Kita tidak berada dalam situasi pikiran kolektif. Tapi terkadang rasanya sangat mirip. Ada sesuatu yang familiar dari perasaan Carol di sini. Pertimbangkan media sosial dan cara ia memaksakan kehidupan sempurna teman dan kenalan—tapi lebih seringnya orang asing sama sekali—ke dalam pikiranmu setiap hari.

Kamu kenal mereka: orang-orang yang setiap momennya terlihat bahagia. Mereka selalu berlibur. Selalu makan makanan mewah dan berbelanja. Rambut dan pakaian mereka selalu sempurna.

Mudah bagi seorang ‘doom-scroller’, bahkan yang sudah tahu tentang FaceTune, Photoshop, dan AI, untuk terbujuk percaya bahwa konten yang dikurasi dengan presisi dan penuh aspirasi ini mewakili realitas orang tersebut. Inilah benar-benar cara mereka hidup, hari demi hari! Versi eksistensi lainnya tidak berharga! Bisa dibilang ini seperti imperatif biologis, berusaha mengikuti apa yang Instagram, TikTok, atau platform mana pun yang kamu gunakan, suruh untuk dikenakan, dibeli, dimakan, dilakukan, atau dijadikan.

“Kalian adalah sekumpulan penipu ulung,” tegas Carol. Dia tidak sedang membicarakan para influencer dalam konteks Pluribus.
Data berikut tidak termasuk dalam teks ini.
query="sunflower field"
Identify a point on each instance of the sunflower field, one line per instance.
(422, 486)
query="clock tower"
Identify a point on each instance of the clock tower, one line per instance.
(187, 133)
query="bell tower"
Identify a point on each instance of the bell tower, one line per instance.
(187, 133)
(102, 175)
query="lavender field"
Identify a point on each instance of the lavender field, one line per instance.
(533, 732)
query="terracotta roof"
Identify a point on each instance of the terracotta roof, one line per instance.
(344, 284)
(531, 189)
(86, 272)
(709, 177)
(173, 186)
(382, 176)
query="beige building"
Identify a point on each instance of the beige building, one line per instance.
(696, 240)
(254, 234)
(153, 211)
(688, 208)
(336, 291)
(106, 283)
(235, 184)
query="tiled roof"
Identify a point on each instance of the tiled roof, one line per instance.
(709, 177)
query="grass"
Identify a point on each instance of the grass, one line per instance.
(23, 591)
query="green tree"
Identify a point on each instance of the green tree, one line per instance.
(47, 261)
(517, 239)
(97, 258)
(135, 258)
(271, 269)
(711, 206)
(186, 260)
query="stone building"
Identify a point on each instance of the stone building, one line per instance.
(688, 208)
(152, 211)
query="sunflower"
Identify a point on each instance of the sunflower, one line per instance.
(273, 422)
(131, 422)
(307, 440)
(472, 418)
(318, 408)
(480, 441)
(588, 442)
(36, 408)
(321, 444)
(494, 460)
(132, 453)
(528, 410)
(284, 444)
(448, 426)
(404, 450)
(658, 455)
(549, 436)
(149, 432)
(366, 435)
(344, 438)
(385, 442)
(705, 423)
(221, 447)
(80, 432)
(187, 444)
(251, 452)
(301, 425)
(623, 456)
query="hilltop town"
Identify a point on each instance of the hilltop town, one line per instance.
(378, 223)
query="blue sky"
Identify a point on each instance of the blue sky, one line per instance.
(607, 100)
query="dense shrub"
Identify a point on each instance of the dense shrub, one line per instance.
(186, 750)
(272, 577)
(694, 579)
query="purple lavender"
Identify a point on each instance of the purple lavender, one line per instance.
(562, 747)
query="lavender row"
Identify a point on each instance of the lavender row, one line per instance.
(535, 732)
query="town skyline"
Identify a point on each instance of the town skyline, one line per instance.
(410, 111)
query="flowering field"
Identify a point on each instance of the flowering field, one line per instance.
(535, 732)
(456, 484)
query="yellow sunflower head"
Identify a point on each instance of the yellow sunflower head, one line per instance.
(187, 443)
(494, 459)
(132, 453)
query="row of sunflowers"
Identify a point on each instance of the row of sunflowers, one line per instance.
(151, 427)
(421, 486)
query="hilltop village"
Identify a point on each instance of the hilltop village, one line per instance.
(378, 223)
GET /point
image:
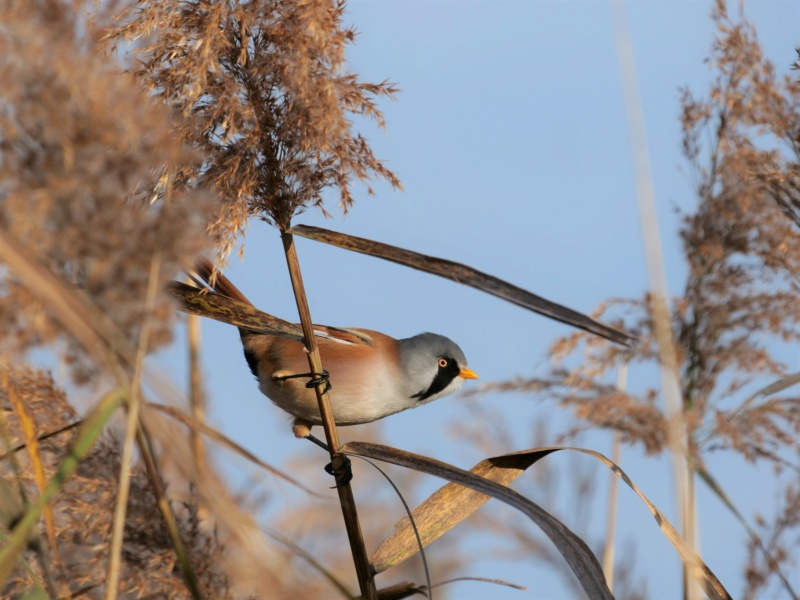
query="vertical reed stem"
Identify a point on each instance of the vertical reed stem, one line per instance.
(366, 579)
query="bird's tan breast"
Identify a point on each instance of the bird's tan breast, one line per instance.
(365, 376)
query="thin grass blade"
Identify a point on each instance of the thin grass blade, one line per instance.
(453, 503)
(224, 440)
(465, 275)
(87, 435)
(230, 311)
(574, 550)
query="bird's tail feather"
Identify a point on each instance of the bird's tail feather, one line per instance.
(221, 284)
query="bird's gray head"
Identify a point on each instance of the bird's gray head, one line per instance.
(434, 366)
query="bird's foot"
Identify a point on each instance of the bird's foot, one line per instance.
(315, 379)
(343, 472)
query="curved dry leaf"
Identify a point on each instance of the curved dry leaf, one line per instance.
(224, 440)
(467, 276)
(230, 311)
(574, 550)
(453, 503)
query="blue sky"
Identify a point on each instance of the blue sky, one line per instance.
(510, 139)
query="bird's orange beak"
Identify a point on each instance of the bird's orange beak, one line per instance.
(468, 374)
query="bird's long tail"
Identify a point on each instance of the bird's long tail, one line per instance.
(221, 284)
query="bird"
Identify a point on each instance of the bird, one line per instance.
(371, 375)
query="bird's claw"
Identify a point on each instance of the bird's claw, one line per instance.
(343, 474)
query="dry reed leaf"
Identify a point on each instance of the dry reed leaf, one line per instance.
(574, 550)
(224, 440)
(453, 503)
(466, 276)
(230, 311)
(28, 427)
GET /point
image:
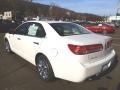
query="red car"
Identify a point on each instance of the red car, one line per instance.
(97, 27)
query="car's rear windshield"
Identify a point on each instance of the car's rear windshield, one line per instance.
(68, 29)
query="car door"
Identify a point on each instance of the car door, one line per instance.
(32, 41)
(15, 38)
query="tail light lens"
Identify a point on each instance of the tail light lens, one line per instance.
(109, 44)
(86, 49)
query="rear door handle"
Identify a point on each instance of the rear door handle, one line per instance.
(18, 38)
(36, 43)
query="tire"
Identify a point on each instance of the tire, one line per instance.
(7, 47)
(104, 32)
(44, 68)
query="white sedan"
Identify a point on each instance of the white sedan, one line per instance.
(61, 49)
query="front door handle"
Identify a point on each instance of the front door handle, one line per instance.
(36, 43)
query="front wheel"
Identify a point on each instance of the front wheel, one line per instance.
(44, 68)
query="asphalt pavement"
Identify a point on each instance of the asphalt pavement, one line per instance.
(18, 74)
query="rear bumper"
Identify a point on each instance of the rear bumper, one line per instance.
(77, 72)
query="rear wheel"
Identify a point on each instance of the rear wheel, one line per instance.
(7, 47)
(44, 68)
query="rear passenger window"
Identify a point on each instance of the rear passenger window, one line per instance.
(36, 30)
(32, 30)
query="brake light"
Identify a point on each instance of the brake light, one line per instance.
(109, 44)
(85, 49)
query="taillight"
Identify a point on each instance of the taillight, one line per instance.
(85, 49)
(108, 44)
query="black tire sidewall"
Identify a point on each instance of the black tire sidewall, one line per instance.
(49, 69)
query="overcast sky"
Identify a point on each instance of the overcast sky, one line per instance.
(99, 7)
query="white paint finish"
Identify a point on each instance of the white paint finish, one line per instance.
(65, 64)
Tapi kata-kata Carol sangat mudah dipahami bahkan jika tidak ada pikiran kolektif yang menyempurnakan kekurangan semua orang dan berpura-pura kesempurnaan itu ada. Dan amarahnya juga mudah dipahami, meski sebagian besar dari kita tidak punya akses ke granat untuk meledakkan segala sesuatunya secara harfiah.

Episode baru Pluribus tayang setiap Jumat di Apple TV.

Ingin berita io9 lainnya? Cek jadwal rilis terbaru Marvel, Star Wars, dan Star Trek, serta rencana selanjutnya untuk DC Universe di film dan TV, dan semua yang perlu kamu ketahui tentang masa depan Doctor Who.